Kabar Baik Redup Ditelan yang Buruk-Buruk
©Pinterest

Belakangan banyak kabar buruk. Sementara kabar baik hampir tidak ada yang tertarik mengangkatnya. Padahal kabar-kabar yang lewat ini ngefek ke pikiran dan emosi kita sendiri.

Bagiku, reportase Republika Online ini menjadi oase di tengah sepinya kabar baik yang terangkat.

Kabar Baik 1

Pak Wiranto pun turut jadi bagian yang sempat mengangkat berita baik: kebakaran hutan dan lahan berkurang 90 persen.

Kabar Baik 2

Kita butuh berita-berita baik agar asupan yang baik-baik ke pikiran bisa lebih banyak.

Laporan BBC seputar peran kaum perempuan di Kalimantan dalam menaklukkan kebakaran hutan dan lahan juga sangat layak disebut berita baik.

Kabar Baik 3

Tak ketinggalan, BRG Indonesia juga jadi bagian yang turut mewarnai pemberitaan dengan kabar baik. Terlebih soal restorasi yang mereka garap, terbukti punya dampak.

Kabar dari salah satu desa di Dumai Selatan ini pun jadi bagian berita baik. Di lahan gambut bekas kebakaran, tidak hanya direstorasi, namun juga digerakkan budi daya lebah madu.

Restorasi dilakukan pemerintah lewat BRG Indonesia di sini kelihatan hasilnya.

Kalaupun ada PR tersisa di Riau, misalnya, penting untuk membentuk Tim Restorasi Gambut Daerah (TRGD) oleh gubernur. Apalagi bagi daerah yang sudah masuk sebagai prioritas restorasi.

Sebelumnya, banyak narasi buruk tentang kawasan bekas karhutla. Di sini, ada laporan menarik tentang bagaimana warga di area karhutla bangkit.

Kabar Baik 4

Di sana, pemulihan lahan gambut dilakukan dengan penanaman tumbuhan bernilai ekonomi di Riau. Salah satunya, dengan menanam nanas seperti di Desa Mundam, Medang Kampai, Kota Dumai.

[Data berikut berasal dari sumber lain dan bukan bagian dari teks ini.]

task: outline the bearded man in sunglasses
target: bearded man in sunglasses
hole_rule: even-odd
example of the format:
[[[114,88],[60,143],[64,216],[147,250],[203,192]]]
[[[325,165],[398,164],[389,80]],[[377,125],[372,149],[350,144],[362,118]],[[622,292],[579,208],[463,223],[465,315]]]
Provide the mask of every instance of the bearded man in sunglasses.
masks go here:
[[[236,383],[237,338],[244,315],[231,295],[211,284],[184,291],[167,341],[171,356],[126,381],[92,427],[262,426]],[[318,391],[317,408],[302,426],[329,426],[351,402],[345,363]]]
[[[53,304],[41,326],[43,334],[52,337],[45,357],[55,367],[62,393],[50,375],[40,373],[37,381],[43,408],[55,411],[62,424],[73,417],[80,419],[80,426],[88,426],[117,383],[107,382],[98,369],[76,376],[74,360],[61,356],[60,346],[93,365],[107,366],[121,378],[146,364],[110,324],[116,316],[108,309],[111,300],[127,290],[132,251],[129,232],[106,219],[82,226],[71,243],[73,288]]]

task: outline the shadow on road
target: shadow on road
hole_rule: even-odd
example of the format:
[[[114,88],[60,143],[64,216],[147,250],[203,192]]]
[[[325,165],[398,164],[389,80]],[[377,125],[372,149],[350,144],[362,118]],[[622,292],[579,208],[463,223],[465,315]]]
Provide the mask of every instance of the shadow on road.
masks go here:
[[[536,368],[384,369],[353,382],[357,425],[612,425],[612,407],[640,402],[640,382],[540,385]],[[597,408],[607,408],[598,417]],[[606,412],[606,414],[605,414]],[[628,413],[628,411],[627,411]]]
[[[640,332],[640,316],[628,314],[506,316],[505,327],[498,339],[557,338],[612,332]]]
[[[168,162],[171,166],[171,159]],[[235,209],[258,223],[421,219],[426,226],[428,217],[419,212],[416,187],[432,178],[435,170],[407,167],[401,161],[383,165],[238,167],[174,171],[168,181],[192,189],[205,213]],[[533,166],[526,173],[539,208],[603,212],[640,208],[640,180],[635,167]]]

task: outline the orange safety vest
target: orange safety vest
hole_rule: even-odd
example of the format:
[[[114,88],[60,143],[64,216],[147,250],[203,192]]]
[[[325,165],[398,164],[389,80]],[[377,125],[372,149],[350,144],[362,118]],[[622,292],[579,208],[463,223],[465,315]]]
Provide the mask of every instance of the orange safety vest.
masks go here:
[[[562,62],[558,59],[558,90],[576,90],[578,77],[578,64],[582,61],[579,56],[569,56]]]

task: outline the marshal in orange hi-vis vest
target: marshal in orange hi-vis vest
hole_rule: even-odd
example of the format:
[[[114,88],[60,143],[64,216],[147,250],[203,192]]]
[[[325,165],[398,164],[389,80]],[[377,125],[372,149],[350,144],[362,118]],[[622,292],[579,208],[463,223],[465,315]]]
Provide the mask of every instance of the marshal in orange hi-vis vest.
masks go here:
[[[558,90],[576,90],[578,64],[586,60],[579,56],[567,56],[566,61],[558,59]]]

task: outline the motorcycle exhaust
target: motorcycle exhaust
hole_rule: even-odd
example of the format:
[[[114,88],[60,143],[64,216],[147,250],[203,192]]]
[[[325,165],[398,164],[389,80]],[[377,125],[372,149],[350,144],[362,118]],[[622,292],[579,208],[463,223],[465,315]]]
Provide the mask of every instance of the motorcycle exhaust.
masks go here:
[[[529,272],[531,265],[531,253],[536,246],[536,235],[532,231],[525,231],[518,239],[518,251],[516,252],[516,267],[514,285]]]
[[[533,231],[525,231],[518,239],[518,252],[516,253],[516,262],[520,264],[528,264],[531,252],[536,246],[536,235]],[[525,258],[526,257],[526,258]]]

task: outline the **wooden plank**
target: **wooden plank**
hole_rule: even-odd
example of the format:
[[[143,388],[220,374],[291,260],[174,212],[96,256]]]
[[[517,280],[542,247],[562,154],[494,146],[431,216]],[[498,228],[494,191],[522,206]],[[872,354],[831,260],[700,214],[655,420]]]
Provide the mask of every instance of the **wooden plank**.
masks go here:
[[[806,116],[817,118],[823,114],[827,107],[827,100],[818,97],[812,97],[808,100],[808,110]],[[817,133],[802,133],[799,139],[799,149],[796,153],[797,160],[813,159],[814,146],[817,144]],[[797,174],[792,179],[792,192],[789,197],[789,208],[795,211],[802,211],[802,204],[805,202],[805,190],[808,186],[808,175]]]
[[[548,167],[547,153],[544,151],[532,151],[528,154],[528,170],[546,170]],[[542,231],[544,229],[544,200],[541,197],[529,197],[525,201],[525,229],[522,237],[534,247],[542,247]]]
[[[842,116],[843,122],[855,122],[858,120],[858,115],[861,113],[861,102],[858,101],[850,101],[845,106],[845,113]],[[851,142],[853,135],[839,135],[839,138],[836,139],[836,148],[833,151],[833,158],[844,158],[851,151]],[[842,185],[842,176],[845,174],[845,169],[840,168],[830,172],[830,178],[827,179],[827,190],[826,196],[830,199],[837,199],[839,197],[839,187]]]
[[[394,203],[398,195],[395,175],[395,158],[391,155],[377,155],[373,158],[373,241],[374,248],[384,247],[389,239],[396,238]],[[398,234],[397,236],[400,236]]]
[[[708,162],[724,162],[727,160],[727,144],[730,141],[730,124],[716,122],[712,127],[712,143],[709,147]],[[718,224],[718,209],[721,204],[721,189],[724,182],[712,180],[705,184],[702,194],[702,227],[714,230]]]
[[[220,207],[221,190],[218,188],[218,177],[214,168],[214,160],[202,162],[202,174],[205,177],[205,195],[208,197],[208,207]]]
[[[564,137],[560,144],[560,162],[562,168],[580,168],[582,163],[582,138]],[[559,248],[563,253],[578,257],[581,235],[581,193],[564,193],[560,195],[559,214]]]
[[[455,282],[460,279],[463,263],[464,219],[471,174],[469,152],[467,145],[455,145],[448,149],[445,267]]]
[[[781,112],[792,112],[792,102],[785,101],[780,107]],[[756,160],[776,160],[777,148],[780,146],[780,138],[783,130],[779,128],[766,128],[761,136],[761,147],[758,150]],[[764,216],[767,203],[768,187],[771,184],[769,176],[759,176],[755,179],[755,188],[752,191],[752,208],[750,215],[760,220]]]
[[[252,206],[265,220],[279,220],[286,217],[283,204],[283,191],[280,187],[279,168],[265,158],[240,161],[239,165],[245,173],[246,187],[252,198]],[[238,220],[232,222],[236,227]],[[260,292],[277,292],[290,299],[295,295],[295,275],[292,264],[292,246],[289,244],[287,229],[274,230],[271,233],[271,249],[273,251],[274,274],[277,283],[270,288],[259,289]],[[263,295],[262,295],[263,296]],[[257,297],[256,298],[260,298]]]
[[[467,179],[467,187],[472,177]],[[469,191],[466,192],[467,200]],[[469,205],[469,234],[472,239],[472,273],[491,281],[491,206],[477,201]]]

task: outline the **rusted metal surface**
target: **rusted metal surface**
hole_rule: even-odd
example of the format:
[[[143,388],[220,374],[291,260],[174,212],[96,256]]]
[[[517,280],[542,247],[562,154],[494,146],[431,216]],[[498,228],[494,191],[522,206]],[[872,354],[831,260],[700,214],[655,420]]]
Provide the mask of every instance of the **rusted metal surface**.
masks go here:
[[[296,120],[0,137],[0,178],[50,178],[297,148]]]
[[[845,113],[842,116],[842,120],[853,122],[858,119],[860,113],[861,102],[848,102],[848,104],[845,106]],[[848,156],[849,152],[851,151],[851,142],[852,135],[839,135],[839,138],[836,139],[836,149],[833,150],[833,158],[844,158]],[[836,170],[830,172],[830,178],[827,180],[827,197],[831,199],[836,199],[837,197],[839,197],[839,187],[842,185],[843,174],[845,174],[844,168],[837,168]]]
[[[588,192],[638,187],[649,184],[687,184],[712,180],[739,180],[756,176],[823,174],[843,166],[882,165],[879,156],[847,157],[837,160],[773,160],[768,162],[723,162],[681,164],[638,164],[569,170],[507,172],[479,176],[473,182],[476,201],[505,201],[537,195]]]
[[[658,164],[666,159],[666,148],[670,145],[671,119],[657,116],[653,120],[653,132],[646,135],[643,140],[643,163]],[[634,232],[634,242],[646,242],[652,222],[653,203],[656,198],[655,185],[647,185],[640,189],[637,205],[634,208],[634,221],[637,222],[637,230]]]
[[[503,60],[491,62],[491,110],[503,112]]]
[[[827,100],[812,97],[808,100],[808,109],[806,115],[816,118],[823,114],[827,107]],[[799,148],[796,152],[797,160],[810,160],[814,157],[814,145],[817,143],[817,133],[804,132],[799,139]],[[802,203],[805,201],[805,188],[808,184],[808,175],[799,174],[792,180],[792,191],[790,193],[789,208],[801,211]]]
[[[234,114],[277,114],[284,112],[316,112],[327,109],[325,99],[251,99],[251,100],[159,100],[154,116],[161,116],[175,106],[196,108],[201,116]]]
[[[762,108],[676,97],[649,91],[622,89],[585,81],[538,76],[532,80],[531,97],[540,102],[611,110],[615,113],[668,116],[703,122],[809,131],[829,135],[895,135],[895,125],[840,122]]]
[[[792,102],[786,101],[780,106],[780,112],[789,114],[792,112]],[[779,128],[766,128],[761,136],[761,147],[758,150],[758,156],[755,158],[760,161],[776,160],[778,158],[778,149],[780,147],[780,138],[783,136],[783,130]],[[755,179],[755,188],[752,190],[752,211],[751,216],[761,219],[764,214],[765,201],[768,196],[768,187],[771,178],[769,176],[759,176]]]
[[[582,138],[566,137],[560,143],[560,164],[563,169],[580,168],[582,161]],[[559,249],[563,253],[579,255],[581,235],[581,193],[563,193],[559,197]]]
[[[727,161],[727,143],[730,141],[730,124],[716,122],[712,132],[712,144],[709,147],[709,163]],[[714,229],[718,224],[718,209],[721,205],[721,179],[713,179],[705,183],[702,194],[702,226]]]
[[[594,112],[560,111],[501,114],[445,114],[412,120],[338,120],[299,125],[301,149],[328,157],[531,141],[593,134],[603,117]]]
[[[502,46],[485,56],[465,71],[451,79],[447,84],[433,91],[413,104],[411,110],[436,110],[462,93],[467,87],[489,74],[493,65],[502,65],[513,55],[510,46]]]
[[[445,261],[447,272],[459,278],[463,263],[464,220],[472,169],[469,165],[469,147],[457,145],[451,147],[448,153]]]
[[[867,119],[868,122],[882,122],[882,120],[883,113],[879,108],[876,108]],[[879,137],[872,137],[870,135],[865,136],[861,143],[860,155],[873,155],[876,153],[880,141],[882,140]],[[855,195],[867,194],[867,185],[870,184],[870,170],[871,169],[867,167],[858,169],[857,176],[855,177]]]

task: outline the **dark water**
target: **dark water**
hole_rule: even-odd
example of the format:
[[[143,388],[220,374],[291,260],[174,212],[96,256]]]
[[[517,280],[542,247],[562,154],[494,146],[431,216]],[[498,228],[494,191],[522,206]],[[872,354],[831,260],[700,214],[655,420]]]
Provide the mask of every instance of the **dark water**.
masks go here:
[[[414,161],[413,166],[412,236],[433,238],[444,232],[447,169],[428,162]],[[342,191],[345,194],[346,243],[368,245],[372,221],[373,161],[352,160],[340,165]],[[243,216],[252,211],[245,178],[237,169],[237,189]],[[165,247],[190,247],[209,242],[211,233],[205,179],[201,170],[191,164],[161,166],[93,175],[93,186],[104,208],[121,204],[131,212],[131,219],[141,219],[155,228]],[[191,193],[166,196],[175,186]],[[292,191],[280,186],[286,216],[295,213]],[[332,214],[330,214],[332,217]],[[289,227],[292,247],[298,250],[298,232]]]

Masyarakat di Desa Mundam menanam nanas dan tumbuhan kayu yang bernilai ekonomi tinggi di area bekas terbakar seluas 20 hektare yang dapat menghasilkan panen senilai Rp1 juta per hektare.

Tidak kalah penting, keberlanjutan restorasi gambut ada pada pemanfaatan area bekas terbakar dengan wanatani atau agroforestri.